In the current investigation, only 50.8% of cases had blood pressure controlled during the follow-up, which was relatively low. More importantly, patients with blood pressure control showed significantly better EFS. Thus, the main treatment goal for TAK patients with hypertension should be not only to achieve and maintain disease remission, but also to achieve blood pressure control. For anti-hypertensive treatment, we found that patients with controlled blood pressure showed more usage of ACEI/ARB and β-blocker, which might indicate that ACEI/ARB and β-blocker could be a better choice for TAK patients with hypertension. However, in patients with bilateral renal artery involvement, ACEI/ARB was forbidden; in patients with unilateral renal artery involvement, close monitoring of serum creatinine and potassium should be done during the treatment with ACEI/ARB. Combined with the above data, we also made a decision tree diagram using three variables: imaging phenotype, blood pressure control status, and co-existence of severe AR (shown as Fig. 5). Through the diagram, 69.2% of patients could be classified into the right prognosis group. However, the power and accuracy of the decision tree diagram should be validated in the future, due to the small sample size of the present research.

Fig. 5

Decision tree for predicting the prognosis of Takayasu arteritis patients with hypertension. Using three variables including imaging phenotype, blood pressure control status, and co-existence of severe AR, a decision tree diagram was established to predict the disease prognosis. Through the diagram, 69.2% of patients could be classified into the right prognosis group. AR: aortic regurgitation

Our study has two major limitations. First, due to the low incidence of TAK, association analyses between severity and controlled status as well as imaging phenotypic categories of hypertension with the prognosis may be underpowered, which warrants future larger studies to validate our results.
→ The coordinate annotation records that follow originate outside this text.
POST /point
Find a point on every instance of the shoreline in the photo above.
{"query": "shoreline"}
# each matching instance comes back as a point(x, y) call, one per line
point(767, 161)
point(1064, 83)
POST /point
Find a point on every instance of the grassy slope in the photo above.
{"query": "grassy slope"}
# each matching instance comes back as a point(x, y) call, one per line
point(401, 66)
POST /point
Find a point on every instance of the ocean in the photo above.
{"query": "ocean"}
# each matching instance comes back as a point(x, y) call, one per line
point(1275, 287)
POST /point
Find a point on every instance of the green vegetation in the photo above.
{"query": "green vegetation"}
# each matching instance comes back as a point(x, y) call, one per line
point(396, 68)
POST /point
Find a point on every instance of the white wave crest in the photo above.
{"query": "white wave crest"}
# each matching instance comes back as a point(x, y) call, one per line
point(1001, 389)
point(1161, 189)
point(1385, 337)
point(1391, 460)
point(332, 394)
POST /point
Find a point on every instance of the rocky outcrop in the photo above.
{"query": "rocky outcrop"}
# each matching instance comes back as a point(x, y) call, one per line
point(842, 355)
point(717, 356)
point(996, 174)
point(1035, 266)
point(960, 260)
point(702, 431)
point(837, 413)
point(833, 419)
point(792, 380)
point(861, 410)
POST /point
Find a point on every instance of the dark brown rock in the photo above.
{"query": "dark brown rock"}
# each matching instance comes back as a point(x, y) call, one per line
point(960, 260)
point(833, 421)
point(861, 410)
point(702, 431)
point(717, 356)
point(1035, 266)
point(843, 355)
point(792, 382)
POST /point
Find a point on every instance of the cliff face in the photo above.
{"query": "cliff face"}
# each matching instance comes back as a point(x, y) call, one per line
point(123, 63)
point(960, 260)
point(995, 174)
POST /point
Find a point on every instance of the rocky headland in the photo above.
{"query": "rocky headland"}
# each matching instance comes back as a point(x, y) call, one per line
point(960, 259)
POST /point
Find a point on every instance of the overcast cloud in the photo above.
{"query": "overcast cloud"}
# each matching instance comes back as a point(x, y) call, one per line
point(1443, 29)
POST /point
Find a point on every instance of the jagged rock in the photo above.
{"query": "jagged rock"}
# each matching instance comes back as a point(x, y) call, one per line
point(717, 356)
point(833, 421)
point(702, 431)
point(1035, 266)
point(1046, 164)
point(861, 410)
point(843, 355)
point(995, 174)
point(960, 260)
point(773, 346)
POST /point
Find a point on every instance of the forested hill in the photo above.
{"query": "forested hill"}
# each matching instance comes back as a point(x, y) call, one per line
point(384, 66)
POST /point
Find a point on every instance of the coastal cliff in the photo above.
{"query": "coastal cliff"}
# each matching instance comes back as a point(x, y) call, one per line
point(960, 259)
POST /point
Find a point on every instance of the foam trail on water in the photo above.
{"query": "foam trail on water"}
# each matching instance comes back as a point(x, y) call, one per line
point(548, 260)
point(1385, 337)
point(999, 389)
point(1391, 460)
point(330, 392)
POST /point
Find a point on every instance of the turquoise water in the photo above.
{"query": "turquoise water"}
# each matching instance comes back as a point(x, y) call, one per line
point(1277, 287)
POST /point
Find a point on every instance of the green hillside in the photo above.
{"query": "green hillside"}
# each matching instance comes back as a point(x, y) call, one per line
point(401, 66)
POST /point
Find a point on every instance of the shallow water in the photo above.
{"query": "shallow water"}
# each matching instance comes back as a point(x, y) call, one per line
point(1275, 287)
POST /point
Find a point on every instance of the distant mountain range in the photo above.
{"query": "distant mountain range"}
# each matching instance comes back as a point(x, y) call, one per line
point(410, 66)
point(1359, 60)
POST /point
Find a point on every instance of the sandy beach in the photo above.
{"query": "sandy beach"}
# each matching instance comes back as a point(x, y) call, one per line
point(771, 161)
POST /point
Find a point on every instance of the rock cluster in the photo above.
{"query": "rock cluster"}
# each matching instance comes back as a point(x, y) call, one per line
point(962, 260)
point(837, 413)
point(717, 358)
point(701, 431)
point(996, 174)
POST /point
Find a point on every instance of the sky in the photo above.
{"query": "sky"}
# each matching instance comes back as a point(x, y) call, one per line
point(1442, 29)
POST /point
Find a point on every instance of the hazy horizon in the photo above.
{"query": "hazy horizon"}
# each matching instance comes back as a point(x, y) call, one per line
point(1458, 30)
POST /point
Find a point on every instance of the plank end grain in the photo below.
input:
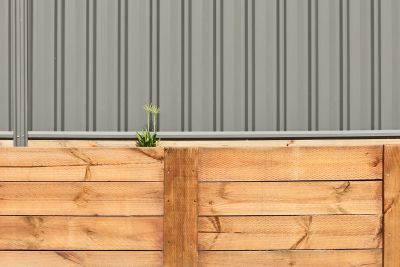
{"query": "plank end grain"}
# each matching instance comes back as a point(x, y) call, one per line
point(180, 205)
point(391, 206)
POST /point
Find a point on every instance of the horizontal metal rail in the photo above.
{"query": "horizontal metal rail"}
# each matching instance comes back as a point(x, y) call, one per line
point(221, 135)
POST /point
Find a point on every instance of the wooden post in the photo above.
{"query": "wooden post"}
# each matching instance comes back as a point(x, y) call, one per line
point(391, 206)
point(180, 207)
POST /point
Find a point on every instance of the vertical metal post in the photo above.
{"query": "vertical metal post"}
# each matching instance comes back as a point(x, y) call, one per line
point(19, 49)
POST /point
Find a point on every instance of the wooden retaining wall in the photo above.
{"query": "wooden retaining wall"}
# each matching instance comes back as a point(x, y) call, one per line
point(204, 206)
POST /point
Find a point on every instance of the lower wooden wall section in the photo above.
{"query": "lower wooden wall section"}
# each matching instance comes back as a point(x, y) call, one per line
point(259, 206)
point(81, 207)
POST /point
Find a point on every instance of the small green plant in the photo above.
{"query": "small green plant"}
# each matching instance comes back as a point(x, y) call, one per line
point(148, 137)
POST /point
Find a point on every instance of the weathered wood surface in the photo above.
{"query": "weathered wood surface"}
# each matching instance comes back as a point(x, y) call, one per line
point(288, 198)
point(280, 164)
point(81, 198)
point(288, 258)
point(80, 233)
point(392, 206)
point(81, 258)
point(180, 222)
point(290, 232)
point(81, 164)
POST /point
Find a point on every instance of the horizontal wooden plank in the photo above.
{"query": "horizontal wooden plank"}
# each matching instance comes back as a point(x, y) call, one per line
point(81, 198)
point(290, 163)
point(81, 258)
point(321, 258)
point(290, 232)
point(290, 198)
point(83, 164)
point(80, 233)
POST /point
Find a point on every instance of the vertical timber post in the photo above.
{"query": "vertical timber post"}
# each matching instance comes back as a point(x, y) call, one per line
point(19, 45)
point(391, 210)
point(180, 207)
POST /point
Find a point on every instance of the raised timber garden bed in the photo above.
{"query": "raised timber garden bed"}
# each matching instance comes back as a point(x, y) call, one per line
point(225, 203)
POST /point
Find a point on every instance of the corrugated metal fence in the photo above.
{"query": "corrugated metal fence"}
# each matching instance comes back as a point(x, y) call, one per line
point(212, 65)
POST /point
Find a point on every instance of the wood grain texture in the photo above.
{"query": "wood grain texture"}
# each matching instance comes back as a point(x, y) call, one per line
point(290, 163)
point(180, 221)
point(392, 206)
point(288, 258)
point(288, 198)
point(80, 233)
point(290, 232)
point(81, 198)
point(81, 258)
point(81, 164)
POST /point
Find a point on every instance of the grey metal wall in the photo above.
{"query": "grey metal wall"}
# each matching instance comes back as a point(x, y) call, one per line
point(210, 64)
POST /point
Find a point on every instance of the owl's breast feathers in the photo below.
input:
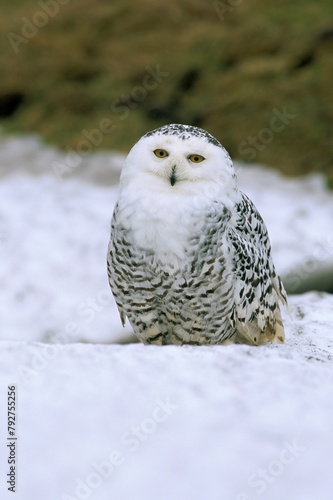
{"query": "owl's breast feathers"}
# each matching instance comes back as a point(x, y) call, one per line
point(225, 287)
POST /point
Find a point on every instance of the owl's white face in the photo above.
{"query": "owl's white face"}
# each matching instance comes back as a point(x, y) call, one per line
point(172, 159)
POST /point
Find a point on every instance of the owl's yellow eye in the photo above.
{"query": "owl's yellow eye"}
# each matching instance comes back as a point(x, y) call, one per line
point(196, 158)
point(161, 153)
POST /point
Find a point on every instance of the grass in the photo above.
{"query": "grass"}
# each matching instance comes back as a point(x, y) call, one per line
point(224, 72)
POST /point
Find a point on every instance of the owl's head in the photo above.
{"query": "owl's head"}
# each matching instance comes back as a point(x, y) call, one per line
point(179, 158)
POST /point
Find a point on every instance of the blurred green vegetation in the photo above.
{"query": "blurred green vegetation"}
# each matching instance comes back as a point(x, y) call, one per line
point(227, 66)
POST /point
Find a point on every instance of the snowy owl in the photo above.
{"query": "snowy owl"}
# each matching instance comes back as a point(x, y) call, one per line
point(189, 260)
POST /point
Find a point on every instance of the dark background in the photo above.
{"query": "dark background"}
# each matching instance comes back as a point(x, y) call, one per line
point(105, 72)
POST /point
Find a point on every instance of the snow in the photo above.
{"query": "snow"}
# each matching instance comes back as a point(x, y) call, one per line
point(100, 420)
point(232, 422)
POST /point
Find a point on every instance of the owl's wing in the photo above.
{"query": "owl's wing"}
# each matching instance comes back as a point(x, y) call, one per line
point(114, 265)
point(257, 288)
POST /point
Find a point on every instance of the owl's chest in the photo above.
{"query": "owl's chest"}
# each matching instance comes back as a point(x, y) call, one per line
point(167, 231)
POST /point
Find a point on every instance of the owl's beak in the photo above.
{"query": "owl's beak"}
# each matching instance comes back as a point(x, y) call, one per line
point(173, 177)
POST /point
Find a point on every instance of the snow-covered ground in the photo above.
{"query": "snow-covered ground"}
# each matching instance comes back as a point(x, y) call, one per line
point(105, 421)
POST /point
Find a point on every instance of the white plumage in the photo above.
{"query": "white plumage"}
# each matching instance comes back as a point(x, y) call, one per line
point(189, 260)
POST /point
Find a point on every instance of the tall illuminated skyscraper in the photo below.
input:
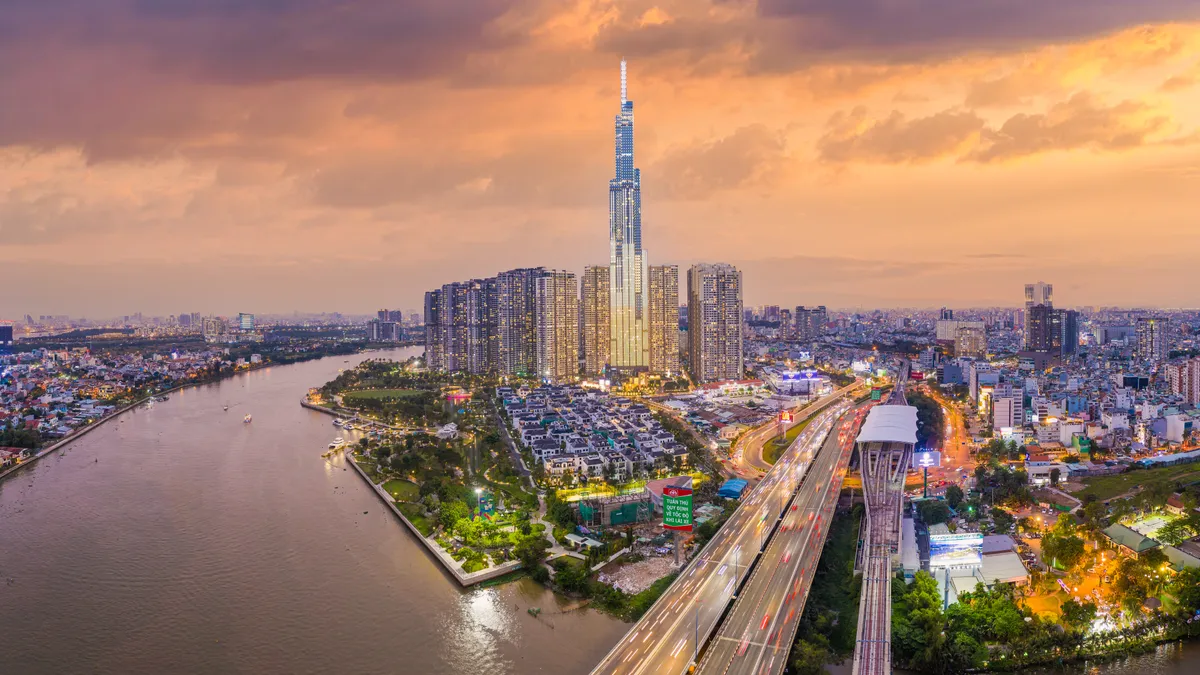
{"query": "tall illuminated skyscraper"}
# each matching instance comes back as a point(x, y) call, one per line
point(664, 304)
point(597, 323)
point(714, 322)
point(628, 276)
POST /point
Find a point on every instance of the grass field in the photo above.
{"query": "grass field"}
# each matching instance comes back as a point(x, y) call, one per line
point(382, 394)
point(402, 490)
point(777, 446)
point(414, 514)
point(1108, 487)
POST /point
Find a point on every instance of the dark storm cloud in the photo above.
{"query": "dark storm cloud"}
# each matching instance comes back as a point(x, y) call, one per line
point(921, 27)
point(252, 41)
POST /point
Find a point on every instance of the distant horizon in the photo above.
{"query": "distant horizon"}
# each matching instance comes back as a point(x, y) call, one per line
point(849, 155)
point(372, 314)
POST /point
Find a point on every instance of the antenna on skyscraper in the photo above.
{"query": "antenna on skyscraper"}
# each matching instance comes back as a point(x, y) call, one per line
point(624, 95)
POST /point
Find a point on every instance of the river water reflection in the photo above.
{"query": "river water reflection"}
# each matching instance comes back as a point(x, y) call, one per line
point(180, 539)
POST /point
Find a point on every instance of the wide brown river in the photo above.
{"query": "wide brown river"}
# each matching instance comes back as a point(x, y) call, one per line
point(178, 539)
point(181, 541)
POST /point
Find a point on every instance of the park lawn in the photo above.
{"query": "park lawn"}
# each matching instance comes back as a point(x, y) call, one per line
point(414, 513)
point(382, 394)
point(370, 467)
point(402, 490)
point(1108, 487)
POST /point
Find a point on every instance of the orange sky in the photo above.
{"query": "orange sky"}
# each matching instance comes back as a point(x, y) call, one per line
point(270, 155)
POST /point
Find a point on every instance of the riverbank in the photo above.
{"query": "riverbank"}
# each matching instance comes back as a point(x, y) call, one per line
point(191, 514)
point(449, 563)
point(79, 432)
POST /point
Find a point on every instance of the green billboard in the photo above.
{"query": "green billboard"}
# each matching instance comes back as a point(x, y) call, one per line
point(677, 508)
Second, the follow-up duration was relatively short, and further studies with a larger sample size and longer follow-up duration are needed to validate the results.

Conclusions

In conclusion, 33% of TAK patients suffered from hypertension in our cohort, with almost half severe cases. Three specific imaging phenotypes were identified for TAK patients with hypertension. The blood pressure control rate was 50.8%, with an overall EFS of 67.9% by the end of the follow-up. Our data support blood pressure control status and specific imaging phenotypes showed significant effects on EFS for hypertensive TAK patients.

Additional file 1:. Fig S1. Tree dendogram for involved arteries of hypertensive and non-hypertensive Takayasu arteritis. Fourteen arteries including bilateral carotid arteries, brachiocephalic trunk, bilateral subclavian arteries, aortic arch, ascending aorta, thoracic aorta, pulmonary artery, abdominal aorta, bilateral renal artery, superior mesenteric artery and celiac axis were included in the cluster analysis by a two-step progress to identify imaging phenotypes for hypertensive population. Three specific imaging phenotype clusters was identified for hypertensive patients (A), which could be distinguished from non-hypertensive cases (B).

Additional file 2:. Supplementary Table 1. General characteristics in Takayasu arteritis patients with and without hypertension.